The demand for maximising outdoor space is undoubtedly gaining pace across the public sector arena, especially with educational and healthcare establishments, where sheltered walkways, outdoor learning environments and protective entrance canopies are particularly popular options.
As with any extension, a canopy or walkway should be engineered specifically for the building it’s going to be attached to, or the ground it’s going to sit in to ensure that it:
- Meets the relevant performance and safety standards
- Is robust enough to stand the test of time
- Won’t require costly maintenance – to either the canopy itself or the adjacent wall or land
One of the most effective ways to ensure canopies and walkways are installed to the highest standard and provide optimum protection is to use site specific calculations. Typically conducted by a technical surveyor, these calculations encompass a number of technical on-site measurements, including wind speed, annual snowfall and nearby trees and roots, as well as the terrain in which the foundations will sit and the quality and structure of the wall that will support the canopy.

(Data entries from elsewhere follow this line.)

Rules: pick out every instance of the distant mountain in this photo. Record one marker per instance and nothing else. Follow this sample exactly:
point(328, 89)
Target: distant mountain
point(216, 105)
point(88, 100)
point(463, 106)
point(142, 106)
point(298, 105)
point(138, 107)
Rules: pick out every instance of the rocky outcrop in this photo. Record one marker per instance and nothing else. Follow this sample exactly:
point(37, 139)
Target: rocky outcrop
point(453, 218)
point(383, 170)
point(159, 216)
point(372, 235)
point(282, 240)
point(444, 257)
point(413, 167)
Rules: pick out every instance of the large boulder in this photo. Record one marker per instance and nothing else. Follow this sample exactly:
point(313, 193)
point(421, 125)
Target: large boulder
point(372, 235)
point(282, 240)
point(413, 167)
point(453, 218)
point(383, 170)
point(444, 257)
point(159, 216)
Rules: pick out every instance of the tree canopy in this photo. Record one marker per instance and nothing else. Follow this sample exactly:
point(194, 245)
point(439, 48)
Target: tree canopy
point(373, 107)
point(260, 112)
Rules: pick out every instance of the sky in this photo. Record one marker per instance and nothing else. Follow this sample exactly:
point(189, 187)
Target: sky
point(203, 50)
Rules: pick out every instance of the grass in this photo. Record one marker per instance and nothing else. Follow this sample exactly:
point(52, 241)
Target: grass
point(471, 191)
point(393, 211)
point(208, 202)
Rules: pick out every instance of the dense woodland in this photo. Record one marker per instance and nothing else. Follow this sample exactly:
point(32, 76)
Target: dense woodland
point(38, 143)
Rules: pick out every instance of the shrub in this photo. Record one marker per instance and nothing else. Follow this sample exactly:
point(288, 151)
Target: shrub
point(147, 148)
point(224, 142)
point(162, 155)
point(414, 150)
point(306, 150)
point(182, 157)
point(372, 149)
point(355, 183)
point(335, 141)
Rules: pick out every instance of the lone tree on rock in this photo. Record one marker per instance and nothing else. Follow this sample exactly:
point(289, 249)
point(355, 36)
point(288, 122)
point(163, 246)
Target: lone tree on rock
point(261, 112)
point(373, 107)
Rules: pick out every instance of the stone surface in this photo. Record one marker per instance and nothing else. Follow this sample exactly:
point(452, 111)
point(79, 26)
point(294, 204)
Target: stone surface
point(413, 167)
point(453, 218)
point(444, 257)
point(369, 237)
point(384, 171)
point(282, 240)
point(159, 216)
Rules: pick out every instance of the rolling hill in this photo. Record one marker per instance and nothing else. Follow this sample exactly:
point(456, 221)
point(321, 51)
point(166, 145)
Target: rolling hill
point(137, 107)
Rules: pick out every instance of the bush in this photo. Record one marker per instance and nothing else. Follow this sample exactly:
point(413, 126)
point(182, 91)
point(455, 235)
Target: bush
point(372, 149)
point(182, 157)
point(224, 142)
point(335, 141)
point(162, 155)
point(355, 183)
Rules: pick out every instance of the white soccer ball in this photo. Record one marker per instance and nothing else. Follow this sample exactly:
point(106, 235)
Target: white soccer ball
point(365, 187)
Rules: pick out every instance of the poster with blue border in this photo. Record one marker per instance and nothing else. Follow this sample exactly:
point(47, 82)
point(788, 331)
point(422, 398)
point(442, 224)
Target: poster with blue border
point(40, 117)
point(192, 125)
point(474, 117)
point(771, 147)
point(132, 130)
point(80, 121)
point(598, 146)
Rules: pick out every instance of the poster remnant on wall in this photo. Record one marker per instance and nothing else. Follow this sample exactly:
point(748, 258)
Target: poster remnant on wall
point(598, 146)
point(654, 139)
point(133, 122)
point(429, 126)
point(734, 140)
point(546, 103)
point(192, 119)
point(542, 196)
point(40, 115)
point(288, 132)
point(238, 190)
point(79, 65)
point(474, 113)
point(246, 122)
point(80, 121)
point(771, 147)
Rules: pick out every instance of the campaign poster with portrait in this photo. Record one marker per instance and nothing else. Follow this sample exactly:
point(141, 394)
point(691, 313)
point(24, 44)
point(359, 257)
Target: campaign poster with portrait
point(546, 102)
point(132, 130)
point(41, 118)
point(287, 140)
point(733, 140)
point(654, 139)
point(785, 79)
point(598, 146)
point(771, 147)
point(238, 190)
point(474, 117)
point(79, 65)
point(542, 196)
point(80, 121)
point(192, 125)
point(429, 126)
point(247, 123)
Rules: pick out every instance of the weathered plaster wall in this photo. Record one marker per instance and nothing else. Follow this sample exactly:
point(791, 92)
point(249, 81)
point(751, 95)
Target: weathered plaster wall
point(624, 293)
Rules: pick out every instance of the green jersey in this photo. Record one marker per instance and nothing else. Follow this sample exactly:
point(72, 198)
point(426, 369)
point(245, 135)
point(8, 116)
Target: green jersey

While it may seem somewhat strange to consider wind speed and snowfall for a canopy installation, they play a major part in how it should be built. So too, does the terrain, nearby trees, drainage systems and existing buildings, as they can all impact the build phase, performance and overall lifespan of the structure. For instance, the design of the canopy may have to factor in nearby trees and roots plus, how much they’re likely to grow and potentially impact the structure over the years.
The pull test
Site specific calculations are particularly key for cantilevered, wall hung canopies, as they determine if the identified wall is strong enough to take the weight of the required shelter.
Using a specific test known as the ‘pull test’, which is designed to mimic the weight of a canopy, a trained surveyor can ascertain whether additional foundation supports will be required in order to safeguard the canopy, the building and its users. Other factors that should be taken into account are the material, age and position of the wall, as well as type, weight and load bearing capacity of the selected canopy.
Understanding the importance of site specific calculations is the first step in ensuring canopies deliver on safety, performance and longevity, which are all key ingredients when investing in any building extension.
What’s more, conducting the right site specific calculations can make the difference between having a particular canopy or walkway and settling for an alternative design. With some minor adjustments to materials, fixtures, fittings and build techniques, almost any canopy installation is possible, providing the right technical factors have been taken into account from the outset.